The numbers of malaria and chikungunya cases recorded this year, till December 2, stood at 1,132 and 917 respectively, the report said.
However, there is a decline in the numbers of these cases as the season for vector-borne diseases is coming to an end.
Of the 9,072 dengue cases this year, 4,645 patients belonged to Delhi, while 4,427 had come to the city from other states for treatment, the report read.
The mosquito-borne tropical disease had claimed its first victim in the city this year on August 1, when a 12-year-old boy died of dengue shock syndromes at the Sir Ganga Ram Hospital (SGRH).

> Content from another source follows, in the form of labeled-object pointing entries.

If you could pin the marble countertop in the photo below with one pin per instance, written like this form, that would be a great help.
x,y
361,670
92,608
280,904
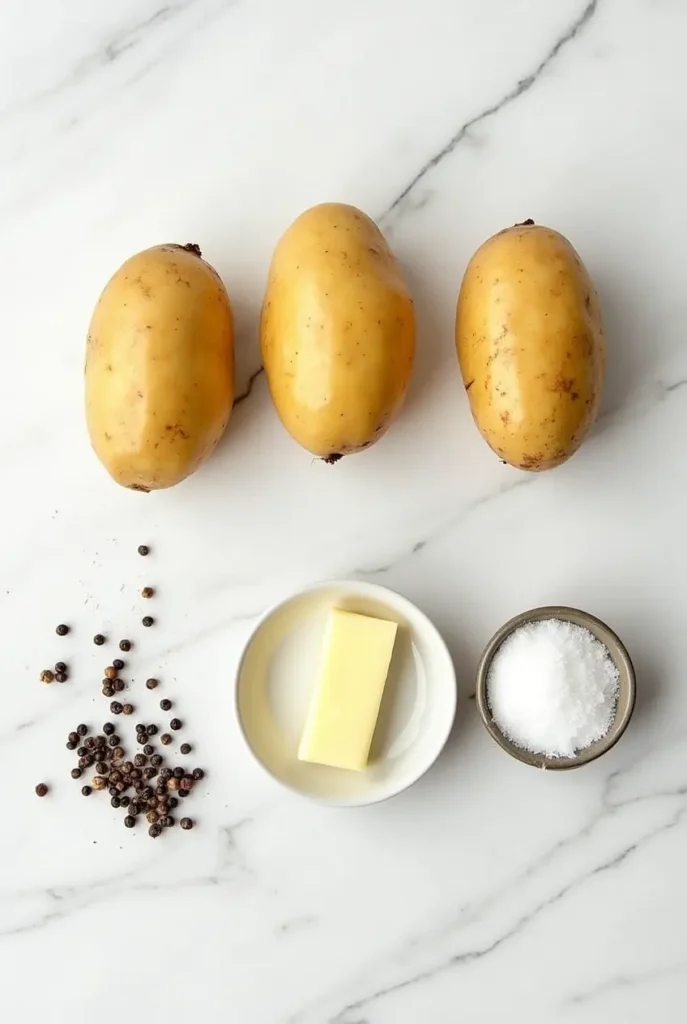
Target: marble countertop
x,y
488,889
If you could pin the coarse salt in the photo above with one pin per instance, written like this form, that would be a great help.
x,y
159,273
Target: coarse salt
x,y
552,688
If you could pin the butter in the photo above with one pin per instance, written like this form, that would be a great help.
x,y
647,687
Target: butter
x,y
345,706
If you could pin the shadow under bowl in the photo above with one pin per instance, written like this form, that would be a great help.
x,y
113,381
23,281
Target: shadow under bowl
x,y
626,696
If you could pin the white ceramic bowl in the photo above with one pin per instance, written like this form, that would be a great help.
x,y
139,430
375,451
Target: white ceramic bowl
x,y
277,673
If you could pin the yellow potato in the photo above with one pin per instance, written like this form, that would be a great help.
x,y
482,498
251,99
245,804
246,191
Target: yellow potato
x,y
159,368
337,332
530,346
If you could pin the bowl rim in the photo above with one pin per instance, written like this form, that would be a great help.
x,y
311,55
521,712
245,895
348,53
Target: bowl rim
x,y
619,656
372,590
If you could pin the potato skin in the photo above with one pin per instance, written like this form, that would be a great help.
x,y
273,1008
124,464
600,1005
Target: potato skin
x,y
530,346
159,368
337,332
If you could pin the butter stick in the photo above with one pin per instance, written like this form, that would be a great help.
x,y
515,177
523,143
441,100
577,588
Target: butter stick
x,y
345,705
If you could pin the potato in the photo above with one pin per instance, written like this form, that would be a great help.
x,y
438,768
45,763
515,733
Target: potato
x,y
160,368
337,332
530,346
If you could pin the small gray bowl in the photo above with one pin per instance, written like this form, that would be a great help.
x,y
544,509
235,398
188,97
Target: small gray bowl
x,y
626,696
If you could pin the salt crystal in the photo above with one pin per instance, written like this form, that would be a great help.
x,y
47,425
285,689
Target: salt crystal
x,y
552,688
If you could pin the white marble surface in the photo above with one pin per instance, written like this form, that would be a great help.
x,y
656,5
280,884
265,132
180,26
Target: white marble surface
x,y
488,889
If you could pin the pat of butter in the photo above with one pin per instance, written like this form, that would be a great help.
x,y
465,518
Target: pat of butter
x,y
345,706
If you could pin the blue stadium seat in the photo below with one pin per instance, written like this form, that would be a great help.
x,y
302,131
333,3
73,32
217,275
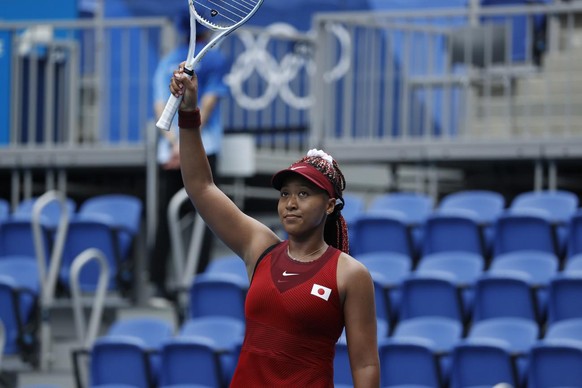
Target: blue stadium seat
x,y
518,334
382,231
388,271
4,209
564,292
129,352
486,204
555,363
431,294
453,230
19,293
230,264
123,212
409,362
466,267
416,207
504,294
443,334
226,335
539,267
218,295
190,361
482,362
524,229
560,205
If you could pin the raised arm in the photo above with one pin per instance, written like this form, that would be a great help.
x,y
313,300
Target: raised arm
x,y
244,235
360,321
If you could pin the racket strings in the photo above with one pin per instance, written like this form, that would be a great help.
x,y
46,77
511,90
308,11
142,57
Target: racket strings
x,y
224,14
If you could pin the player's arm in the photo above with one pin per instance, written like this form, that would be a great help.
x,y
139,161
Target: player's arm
x,y
360,321
247,237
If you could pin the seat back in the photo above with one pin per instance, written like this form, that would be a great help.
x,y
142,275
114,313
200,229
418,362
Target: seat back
x,y
190,361
504,295
560,204
415,206
444,232
217,294
408,363
514,232
482,362
486,204
430,295
554,363
564,294
231,264
381,232
120,360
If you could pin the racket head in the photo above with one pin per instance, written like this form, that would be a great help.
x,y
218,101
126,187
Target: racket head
x,y
223,14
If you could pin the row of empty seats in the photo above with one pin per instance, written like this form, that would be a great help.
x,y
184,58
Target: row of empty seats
x,y
37,233
477,221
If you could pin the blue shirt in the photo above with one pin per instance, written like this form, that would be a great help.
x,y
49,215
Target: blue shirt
x,y
210,71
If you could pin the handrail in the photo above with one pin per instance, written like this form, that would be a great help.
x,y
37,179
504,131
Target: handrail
x,y
86,338
48,279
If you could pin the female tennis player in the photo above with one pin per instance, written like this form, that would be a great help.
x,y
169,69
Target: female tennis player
x,y
303,290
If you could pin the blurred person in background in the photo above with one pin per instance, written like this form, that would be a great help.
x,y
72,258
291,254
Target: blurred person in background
x,y
212,68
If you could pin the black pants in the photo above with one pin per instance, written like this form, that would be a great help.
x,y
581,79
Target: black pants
x,y
169,183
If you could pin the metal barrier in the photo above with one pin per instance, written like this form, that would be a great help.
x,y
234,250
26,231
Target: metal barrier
x,y
451,84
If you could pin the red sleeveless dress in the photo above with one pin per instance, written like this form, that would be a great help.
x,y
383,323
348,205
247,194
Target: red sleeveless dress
x,y
293,320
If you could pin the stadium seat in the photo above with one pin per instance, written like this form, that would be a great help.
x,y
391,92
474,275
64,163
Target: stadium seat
x,y
342,373
217,295
518,334
487,205
431,294
560,205
19,293
453,230
4,209
226,335
382,231
574,241
573,264
416,207
230,264
409,362
190,361
129,352
524,229
555,363
564,292
567,329
388,271
539,267
482,362
123,212
505,294
466,267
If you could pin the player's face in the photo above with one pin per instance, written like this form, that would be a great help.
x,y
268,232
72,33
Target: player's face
x,y
303,206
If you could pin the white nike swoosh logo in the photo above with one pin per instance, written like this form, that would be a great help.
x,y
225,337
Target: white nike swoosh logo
x,y
285,273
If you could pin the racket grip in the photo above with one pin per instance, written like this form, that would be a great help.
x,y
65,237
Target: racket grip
x,y
165,120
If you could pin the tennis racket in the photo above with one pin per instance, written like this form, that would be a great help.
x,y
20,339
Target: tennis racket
x,y
218,15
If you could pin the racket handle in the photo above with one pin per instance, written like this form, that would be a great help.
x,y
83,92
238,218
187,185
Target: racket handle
x,y
165,120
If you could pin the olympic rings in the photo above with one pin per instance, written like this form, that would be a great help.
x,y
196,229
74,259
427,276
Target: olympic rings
x,y
256,60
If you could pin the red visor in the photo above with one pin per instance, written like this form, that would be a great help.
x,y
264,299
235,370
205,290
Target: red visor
x,y
308,171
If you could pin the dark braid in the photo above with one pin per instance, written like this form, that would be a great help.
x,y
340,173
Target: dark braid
x,y
336,230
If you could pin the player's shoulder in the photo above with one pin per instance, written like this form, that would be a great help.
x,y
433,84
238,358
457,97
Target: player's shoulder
x,y
351,267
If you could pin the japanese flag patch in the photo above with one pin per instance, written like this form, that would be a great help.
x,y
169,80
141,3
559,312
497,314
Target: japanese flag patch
x,y
321,291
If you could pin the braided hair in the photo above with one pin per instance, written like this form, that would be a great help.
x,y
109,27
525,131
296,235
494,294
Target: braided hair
x,y
336,230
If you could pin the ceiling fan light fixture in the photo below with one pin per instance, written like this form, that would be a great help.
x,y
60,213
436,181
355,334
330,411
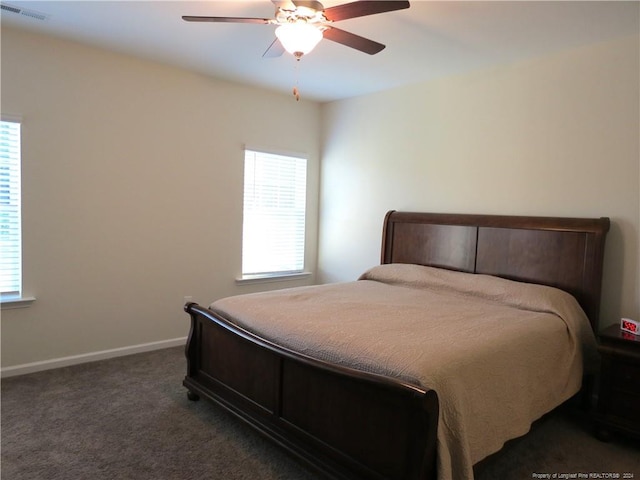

Three more deaths were reported in October by the South Delhi Municipal Corporation (SDMC), which tabulates the data for the entire city.
The civic body, however, is yet to acknowledge two fatalities due to dengue at the Lok Nayak Jai Prakash Narayan (LNJP) Hospital and the death of a boy at the Ram Manohar Lohia (RML) Hospital due to the vector-borne disease.
According to the RML Hospital authorities, Shaurya Pratap Singh (7) had died on November 22, two days after he was admitted to the hospital, the latest dengue death to be reported from the national capital.
The number of dengue cases recorded in the city stood at 2,022 in October, while over 800 cases were reported last month, the report said.
Cases of vector-borne diseases are usually reported between mid-July and November-end.
Dengue and chikungunya are caused by the aedes aegypti mosquito, which breeds in clear water.
The female anopheles mosquito, which causes malaria, breeds in both fresh and muddy water.
According to the SDMC, mosquito breeding was reported from 2,09,637 Delhi households till December 2.
The number of cases recorded in areas falling under the north, south and east Delhi municipal corporations stood at 704, 704 and 412 respectively. As many as 2,825 cases were recorded in areas not falling under the three corporations.
At least 21 dengue deaths were reported last year from various city hospitals, including nine at the AIIMS, though the official figure of the civic bodies was 10.
Seventeen deaths, suspected to be due to malaria, were also reported by the civic bodies last year.
At least 15 fatalities were reported last year from various city hospitals due to complications triggered by chikungunya, though the civic authorities kept the death tally at zero.
One of the worst chikungunya outbreaks in the national capital was in 2016, when 12,221 cases were reported till December 24. Of these, 9,749 were confirmed.